Regia di Harmony Korine vedi scheda film
Spring Breakers di Harmony Korine è un film che stordisce, seducente, estatico, sorprendente. E scivoloso. Soprattutto per chi guarda.
Un film che si ama o si odia, senza mezze misure? Attenzione. State sicuri che lo spettatore un po’ superficiale (e, diciamolo, anche moralista: e sono in maggioranza!) non perderà neanche questa volta l’occasione per parlare di pornografia (!) – chiamerà subito in causa Mtv e l’estetica “derivativa” dei videoclip (tutto questo, naturalmente, con un tono dispregiativo!) – addirittura ci sarà chi riesumerà la parola Kitsch (purtroppo usata ancora con un’accezione negativa) e, con geniale cattiveria, descriverà il film come una furba «operazione mediatica» (d’altronde, c’è tutta quella musica pop, il budget di quasi dieci milioni di dollari, le attrici di buon nome famosissime, James Franco…). Pochissimi invece i critici “illuminati” che tireranno in ballo l’ultimissimo Malick, al quale sicuramente Korine deve aver guardato, almeno per la scrittura subliminale, intensa, intimamente poetica di questo Spring Breakers (il paragone con To The Wonder è avanzato anche da Roberto Silvestri, che scrive sul Manifesto: «Pochi dialoghi. Voci off che carezzano le sequenze, oblique e scucite rispetto alle immagini, un racconto che procede come una suite-jazz, non ritornello-aria-ritornello, piuttosto chiazze emozionali a movimento sotterraneo»).

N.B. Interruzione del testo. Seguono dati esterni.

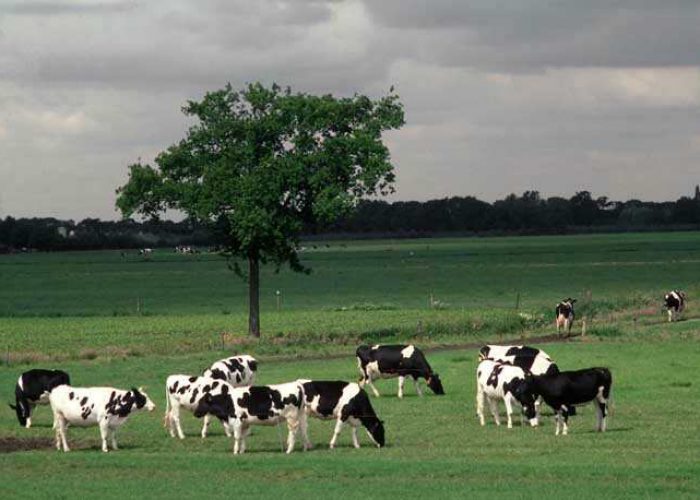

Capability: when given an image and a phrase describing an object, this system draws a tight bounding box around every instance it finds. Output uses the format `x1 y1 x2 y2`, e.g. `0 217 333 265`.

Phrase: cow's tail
163 382 170 429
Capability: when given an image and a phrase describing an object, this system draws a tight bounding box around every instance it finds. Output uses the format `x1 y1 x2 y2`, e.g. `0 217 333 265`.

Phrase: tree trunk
248 254 260 338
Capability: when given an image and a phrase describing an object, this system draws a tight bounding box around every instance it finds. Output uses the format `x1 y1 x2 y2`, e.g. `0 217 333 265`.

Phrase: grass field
0 233 700 499
0 341 700 498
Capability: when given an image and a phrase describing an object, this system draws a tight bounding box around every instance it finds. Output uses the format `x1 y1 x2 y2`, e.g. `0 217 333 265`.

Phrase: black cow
356 345 445 398
664 290 688 322
10 369 70 429
298 380 384 448
554 297 576 335
514 368 612 435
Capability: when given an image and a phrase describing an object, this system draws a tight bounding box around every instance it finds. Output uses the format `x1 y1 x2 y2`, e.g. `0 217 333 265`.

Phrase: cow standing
202 354 258 437
664 290 688 323
554 297 576 335
10 369 70 429
519 368 612 435
356 345 445 398
164 375 233 439
297 380 384 449
49 385 156 452
476 359 538 429
194 382 306 455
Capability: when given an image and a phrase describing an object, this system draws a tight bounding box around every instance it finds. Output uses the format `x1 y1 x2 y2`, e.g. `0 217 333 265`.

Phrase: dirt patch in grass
0 437 54 453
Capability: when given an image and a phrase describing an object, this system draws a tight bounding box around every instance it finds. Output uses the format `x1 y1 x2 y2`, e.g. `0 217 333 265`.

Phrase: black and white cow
479 345 559 375
476 359 538 429
194 382 306 455
297 380 384 449
10 369 70 429
202 354 258 387
554 297 576 335
164 375 233 439
515 368 612 435
49 385 156 452
356 345 445 398
664 290 688 322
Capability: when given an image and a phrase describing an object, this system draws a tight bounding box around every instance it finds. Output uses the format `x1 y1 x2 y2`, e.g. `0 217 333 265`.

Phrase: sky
0 0 700 220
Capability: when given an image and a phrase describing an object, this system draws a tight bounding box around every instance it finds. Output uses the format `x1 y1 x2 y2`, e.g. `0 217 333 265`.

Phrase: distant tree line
0 187 700 252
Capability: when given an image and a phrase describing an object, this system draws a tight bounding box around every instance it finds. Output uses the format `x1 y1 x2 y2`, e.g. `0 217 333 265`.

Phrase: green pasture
0 232 700 316
0 342 700 499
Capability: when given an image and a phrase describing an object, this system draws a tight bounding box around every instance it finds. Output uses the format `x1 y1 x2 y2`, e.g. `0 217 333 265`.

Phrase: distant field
0 232 700 316
0 233 700 500
0 342 700 499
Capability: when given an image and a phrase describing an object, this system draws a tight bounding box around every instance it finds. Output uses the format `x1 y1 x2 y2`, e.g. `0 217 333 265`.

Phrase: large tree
117 83 404 337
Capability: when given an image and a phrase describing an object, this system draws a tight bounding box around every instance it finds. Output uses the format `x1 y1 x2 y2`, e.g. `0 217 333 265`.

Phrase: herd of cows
10 290 687 454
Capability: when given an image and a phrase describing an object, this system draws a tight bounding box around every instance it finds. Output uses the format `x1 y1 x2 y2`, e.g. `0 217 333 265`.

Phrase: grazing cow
479 345 559 375
356 345 445 398
554 297 576 335
664 290 688 322
10 369 70 429
476 359 538 429
194 382 306 455
297 380 384 449
164 375 233 439
49 385 156 452
516 368 612 435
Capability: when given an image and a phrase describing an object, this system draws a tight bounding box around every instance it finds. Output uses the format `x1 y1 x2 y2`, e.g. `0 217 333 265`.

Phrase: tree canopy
117 83 404 336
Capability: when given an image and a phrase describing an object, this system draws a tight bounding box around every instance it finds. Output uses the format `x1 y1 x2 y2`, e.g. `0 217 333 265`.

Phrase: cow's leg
350 423 360 448
58 415 70 451
488 398 501 425
99 417 109 453
329 418 343 450
367 375 379 397
503 395 513 429
476 381 486 426
202 413 211 439
561 405 569 436
299 414 314 451
413 377 423 397
109 427 119 450
593 386 609 432
233 420 242 455
287 418 299 454
170 405 185 439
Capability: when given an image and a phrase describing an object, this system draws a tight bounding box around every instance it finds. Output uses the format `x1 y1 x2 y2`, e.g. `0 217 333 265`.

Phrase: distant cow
194 382 306 455
298 380 384 448
518 368 612 435
664 290 688 322
49 385 156 452
10 369 70 429
476 359 537 429
554 297 576 335
164 375 233 439
356 345 445 398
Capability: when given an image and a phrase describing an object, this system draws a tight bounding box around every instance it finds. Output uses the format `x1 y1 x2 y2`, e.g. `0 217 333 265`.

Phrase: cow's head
194 392 235 421
510 374 539 427
365 419 385 448
131 387 156 411
427 373 445 396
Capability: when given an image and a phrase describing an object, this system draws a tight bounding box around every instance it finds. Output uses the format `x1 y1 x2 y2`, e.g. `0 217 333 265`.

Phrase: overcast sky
0 0 700 220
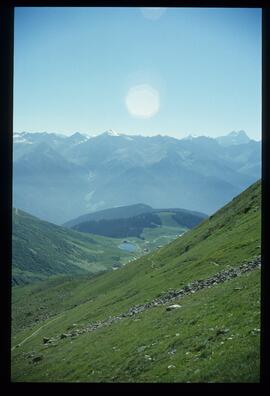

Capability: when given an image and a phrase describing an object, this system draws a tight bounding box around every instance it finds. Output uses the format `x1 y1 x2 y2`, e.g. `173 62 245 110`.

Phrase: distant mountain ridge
12 208 134 285
13 131 261 224
64 204 207 238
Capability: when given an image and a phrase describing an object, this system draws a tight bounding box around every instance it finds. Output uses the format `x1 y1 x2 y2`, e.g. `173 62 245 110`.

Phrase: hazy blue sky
14 7 261 139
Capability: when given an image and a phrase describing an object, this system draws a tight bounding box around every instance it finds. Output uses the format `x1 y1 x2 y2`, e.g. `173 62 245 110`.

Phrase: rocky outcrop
47 256 261 339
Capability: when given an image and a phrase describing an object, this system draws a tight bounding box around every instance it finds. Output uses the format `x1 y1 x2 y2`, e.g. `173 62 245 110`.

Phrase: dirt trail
11 314 64 352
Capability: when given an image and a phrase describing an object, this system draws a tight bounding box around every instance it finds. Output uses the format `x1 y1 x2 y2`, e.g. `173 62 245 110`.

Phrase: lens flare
141 7 166 21
126 84 160 118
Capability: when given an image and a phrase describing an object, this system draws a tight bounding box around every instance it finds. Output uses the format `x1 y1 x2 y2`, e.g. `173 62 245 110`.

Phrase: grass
12 270 260 382
12 182 261 382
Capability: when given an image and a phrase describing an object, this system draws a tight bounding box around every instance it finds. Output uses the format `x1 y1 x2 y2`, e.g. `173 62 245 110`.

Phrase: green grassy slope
68 209 207 238
12 182 261 382
12 209 134 284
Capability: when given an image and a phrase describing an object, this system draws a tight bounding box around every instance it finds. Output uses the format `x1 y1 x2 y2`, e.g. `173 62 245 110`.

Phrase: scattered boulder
60 333 70 339
166 304 181 311
32 355 43 363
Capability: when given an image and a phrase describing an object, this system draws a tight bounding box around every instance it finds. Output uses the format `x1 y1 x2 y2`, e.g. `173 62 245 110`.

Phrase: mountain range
11 181 261 383
13 131 261 224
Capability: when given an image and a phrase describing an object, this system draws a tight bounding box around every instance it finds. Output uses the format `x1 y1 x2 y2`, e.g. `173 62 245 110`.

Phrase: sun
126 84 160 118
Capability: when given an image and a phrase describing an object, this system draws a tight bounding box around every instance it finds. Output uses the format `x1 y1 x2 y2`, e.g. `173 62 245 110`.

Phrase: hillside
63 204 153 228
64 204 207 238
13 131 261 224
12 209 135 285
12 182 261 382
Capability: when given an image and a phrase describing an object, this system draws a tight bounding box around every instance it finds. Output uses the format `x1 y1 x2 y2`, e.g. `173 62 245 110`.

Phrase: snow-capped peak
104 129 120 136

In effetti, se ne sono lette di tutti i colori su questo Spring Breakers di Korine (comprese le lodi dei Cahiers du Cinéma, che gli dedicano la copertina della rivista). Eppure, basta superare lo sconcerto iniziale, quei ralenti «fastidiosi», e mettersi alle spalle qualche pregiudizio, per apprezzare la straordinaria potenza formale, direi sperimentale, del film di questo cineasta “maledetto” (suoi gli script dei film-scandalo Kids e Ken Park), autore finora di film che mi dicono molto belli (e che non vedo l’ora di recuperare), apprezzati da registi importanti (Herzog, Reygadas) e puntualmente disprezzati da buona parte della critica.
Infatti, chi si aspetta un film per teenagers, o anche un film pop-tradizionale, da digerire nell’immediato, rimarrà deluso: Spring Breakers, nonostante la patina glamour, che c’è, non ammorbidisce per niente la cifra stilistica di un cineasta duro, indipendente, inclassificabile. Magari la colora, la tira a lucido, e la rende solo apparentemente consumabile (aiuta molto la fotografia eccezionale di Benoit Debie, collaboratore di Noé: e certe immagini del film non a caso ricordano molto Enter The Void) – perché il film, è questa la sua straordinarietà, si liquefa davanti ai nostri occhi, si affida a impensabili rime visive, voci off, frantuma la narrazione attraverso l’iterazione ossessiva delle situazioni, delle parole, dei gesti, e crea un’atmosfera ipnotica, soltanto in apparenza grottesca perché, se si guarda più in profondità, si sente l’angoscia di un sentire alla deriva, di un’estetica affascinante ma irrimediabilmente condannata all’involuzione, al naufragio. Il male di vivere, in Spring Breakers, luccica, è bellissimo da vedere. La normalità, invece, fa paura, annoia.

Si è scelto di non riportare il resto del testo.